Mansour: Par contre, il ne fait pas de doute que Martin a donné des assurances substantielles a ti-Bush, pour que ce dernier annonce durant la réunion du continent américain que le Canada ne sera plus exclu des marchés concernant la reconstruction de l’Irak. Est- ce que cette nouvelle politique est populaire au Canada ? Je te serais très reconnaissant de me donner ton analyse des choses concernant ces apparents virements de positions politiques de ton pays vis a vis des USA et de l’Europe.

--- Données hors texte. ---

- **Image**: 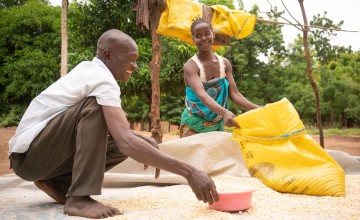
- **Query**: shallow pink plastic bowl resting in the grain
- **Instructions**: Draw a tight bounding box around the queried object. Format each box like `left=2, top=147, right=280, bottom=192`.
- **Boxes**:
left=209, top=190, right=255, bottom=212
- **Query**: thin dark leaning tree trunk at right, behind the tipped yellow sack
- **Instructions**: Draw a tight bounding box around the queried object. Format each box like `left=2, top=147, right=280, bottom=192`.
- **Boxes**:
left=298, top=0, right=325, bottom=148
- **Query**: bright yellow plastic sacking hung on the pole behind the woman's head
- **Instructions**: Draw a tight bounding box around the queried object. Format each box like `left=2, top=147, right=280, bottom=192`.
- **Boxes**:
left=156, top=0, right=256, bottom=44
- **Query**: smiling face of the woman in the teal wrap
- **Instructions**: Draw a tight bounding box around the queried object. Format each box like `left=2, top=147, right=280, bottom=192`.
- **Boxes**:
left=193, top=22, right=214, bottom=51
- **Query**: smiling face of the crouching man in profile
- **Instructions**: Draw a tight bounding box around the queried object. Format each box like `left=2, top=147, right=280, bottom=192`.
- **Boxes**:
left=106, top=44, right=139, bottom=82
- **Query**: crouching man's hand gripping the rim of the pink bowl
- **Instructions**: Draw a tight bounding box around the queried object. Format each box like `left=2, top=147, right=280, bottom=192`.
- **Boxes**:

Claude: Chrétien a annoncé avant son départ que ti-Bush lui a confirmé qu’il acceptait que le Canada soumissionne sur les projets de reconstruction de l’Irak. Donc ce n’est pas une initiative de Martin et il ne s’est pas mis à genoux pour l’obtenir. Par contre, Martin a repris l’argumentation de son prédécesseur en rappelant au président que nous avons versé à ce jour 300 millions $ à la reconstruction de l’Irak, que nous participons à la formation de son corps policier, que nous participons activement à la guerre de l’Afghanistan où nous avons actuellement plusieurs milliers de soldats pour assurer la paix en plus de fournir des experts pour la formation dans le domaine de la sécurité,et que nous serons probablement prêt à effacer une partie de la dette canadienne de l’Irak pour aider le pays à s’en sortir économiquement. En somme, j’ai l’impression qu’il a convaincu ti-Bush avec ses arguments et a pu ainsi lui faire confirmer publiquement que le Canada serait invité à soumissionner lors du 2ième stage des soumissions. Je ne crois pas que c’est un virement de nos positions politiques mais une attitude pragmatique face à la situation existante.